Use buyer profiles to tailor win themes and solution design. Once you understand a buyer’s priorities, you can tailor your solution narrative, proof points, and KPIs to match. Incorporating data and analytics into decision-making cycles is essential for achieving significant improvements in procurement outcomes. This is far more effective than generic bids. If award feedback emphasises clinical outcomes, make clinical evidence your win theme. If it emphasises cost efficiency, lead with total cost of ownership.
Buyer Scoring and Weighting Patterns in Award Notices
Extract quality vs. price weightings from published evaluation summaries and build patterns over time. Award notices often include evaluation criteria and weightings—extract these and track them across multiple awards from the same buyer.
Identify mandatory pass/fail criteria versus scored criteria. Some criteria are pass/fail (you must meet them or you’re eliminated). Others are scored (higher scores win). Understanding the difference shapes your bid strategy. If a buyer has a mandatory requirement for CQC registration, you can’t win without it. If they score clinical evidence at 20 points, that’s where you allocate bid effort.
Recognise patterns in how buyers score innovation, social value, and sustainability. Over time, you’ll see patterns (e.g., “This buyer always scores social value at 15–20%”). Use these patterns to inform your solution design and proof points.
Use this intelligence to allocate bid effort. If a buyer weights quality at 70%, invest heavily in solution design and proof points. If price is 60%, focus on cost modelling and value-for-money positioning. Don’t waste effort on areas the buyer doesn’t value.
Assessment Summaries are your competitive advantage. Under the Procurement Act 2023, buyers have an obligation to publish Assessment Summaries detailing how they evaluated winning and unsuccessful bids. There is also an obligation to publish information about assessed tenders and, for contracts over £5 million, the unsuccessful suppliers who submitted those tenders. These requirements are applicable to ensure transparency and compliance with procurement legislation. The minimum standstill period applicable under the Act is eight working days, during which contracting authorities must not enter into a contract after the award notice is published. Certain terms, such as ‘enter into’ a contract, are defined by legal frameworks to clarify when specific actions are considered to have occurred.

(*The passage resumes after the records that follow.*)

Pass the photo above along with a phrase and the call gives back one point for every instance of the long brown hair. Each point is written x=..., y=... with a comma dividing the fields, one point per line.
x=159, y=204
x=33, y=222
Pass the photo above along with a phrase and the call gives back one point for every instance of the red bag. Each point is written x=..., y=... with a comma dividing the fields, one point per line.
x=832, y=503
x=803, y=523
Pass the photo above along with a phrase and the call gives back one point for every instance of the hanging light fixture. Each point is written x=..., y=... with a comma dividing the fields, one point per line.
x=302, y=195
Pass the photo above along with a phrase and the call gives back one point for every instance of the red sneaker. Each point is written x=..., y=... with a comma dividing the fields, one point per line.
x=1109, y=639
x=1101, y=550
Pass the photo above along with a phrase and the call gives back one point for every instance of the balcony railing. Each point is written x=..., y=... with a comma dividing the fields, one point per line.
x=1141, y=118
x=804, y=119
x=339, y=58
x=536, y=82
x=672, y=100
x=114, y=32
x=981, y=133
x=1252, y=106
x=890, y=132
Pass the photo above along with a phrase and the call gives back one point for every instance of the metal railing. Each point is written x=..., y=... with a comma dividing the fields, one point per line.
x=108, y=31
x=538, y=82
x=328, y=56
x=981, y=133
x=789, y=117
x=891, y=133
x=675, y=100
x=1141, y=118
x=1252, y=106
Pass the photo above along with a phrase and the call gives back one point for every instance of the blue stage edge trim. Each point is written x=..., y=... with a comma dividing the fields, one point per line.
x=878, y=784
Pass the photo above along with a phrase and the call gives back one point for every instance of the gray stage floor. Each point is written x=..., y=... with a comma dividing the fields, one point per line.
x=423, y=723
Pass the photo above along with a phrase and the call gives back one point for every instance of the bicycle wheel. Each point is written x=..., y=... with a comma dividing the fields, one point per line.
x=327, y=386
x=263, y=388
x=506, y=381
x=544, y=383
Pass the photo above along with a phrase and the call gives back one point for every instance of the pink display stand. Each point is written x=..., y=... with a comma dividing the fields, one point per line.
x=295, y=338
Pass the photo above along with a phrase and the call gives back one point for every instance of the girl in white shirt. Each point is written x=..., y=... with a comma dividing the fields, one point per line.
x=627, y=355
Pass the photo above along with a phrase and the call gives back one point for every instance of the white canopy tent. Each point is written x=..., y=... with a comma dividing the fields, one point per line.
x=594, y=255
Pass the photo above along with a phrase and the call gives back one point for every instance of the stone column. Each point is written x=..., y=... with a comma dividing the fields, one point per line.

These summaries reveal the exact scoring gaps between you and the winner. Use this intelligence to identify where you lost points and what to improve for the next opportunity.
Price Positioning from Historical Contract Awards Without Competitor References
Award notices include contract values. Over time, you can identify price bands for different buyer types, regions, and service categories. This informs your pricing strategy without naming competitors.
A medical device supplier analysed 20 awards from acute trusts over 18 months and discovered that winning bids ranged from £400K–£600K, with an average of £520K. This informed their pricing model and helped them avoid over/underpricing. You don’t need to name the incumbent; the data speaks for itself.
Identify value-for-money expectations from evaluation summaries and buyer commentary. Buyers often publish feedback on winning bids. This reveals what value-for-money means to them: “Excellent clinical outcomes at competitive cost” signals a buyer who values quality but expects cost discipline. “Best price for compliant delivery” signals a price-sensitive buyer.
For example, a non-governmental organisation that is value-driven and principally reinvests its surpluses into social or environmental objectives may be assessed not only on price, but also on the added social value it brings. Modern contracts require bidders to demonstrate impact beyond primary services, supporting SMEs and promoting diversity.
Analyse historical awards to identify typical discounting patterns. If awards show a consistent 10% discount from list price, you know the market expectation. If discounts vary widely, the buyer is quality-focused and price-sensitive.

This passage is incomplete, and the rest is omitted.